And no, im not saying there aren't any woman who are physically more capable than man, but when we speak of men and woman as a whole men have the upper hand when it comes to physical strength.
 
*shrug* In general, women are smaller physically and not as strong. I have no issue with that reality. Carrying stuff is a challenge for me. My upper body strength has always been crap because my main form of exercise has been irish step dance usually, which is only lower body.

I had a shore dive with a new set of fins and had trouble getting them off in the water so had to do a crawl exit and for a while was concerned that with all the weight and takes, I wasn't going to be able to crawl even, because I was tired from fighting with the waves.

Personally, I want a teleporter or a magic device that will get all my gear on me or to me when I want and then off again with the push of a button LOL Is that so much to ask?
 
*shrug* In general, women are smaller physically and not as strong. I have no issue with that reality. Carrying stuff is a challenge for me. My upper body strength has always been crap because my main form of exercise has been irish step dance usually, which is only lower body.

I had a shore dive with a new set of fins and had trouble getting them off in the water so had to do a crawl exit and for a while was concerned that with all the weight and takes, I wasn't going to be able to crawl even, because I was tired from fighting with the waves.

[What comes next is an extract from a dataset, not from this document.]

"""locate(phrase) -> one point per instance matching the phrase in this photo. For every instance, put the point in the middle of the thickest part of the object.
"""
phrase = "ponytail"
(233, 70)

Personally, I want a teleporter or a magic device that will get all my gear on me or to me when I want and then off again with the push of a button LOL Is that so much to ask?

Some liveaboard are really good in minimizing guest dive gear handling by setting the dive gears on the skiff. We just need to don our gear while sitting in the skiff and then scoot to the side edge of the skiff & backroll into the water. When we are done with diving, we just get to the side of the skiff, remove our fins, weights & BCDs, hand them to the deckhand before climbing up the ladder. When you dive 4-5 times / day for 5-10 days in a row, it makes a difference regardless you are a man or a woman.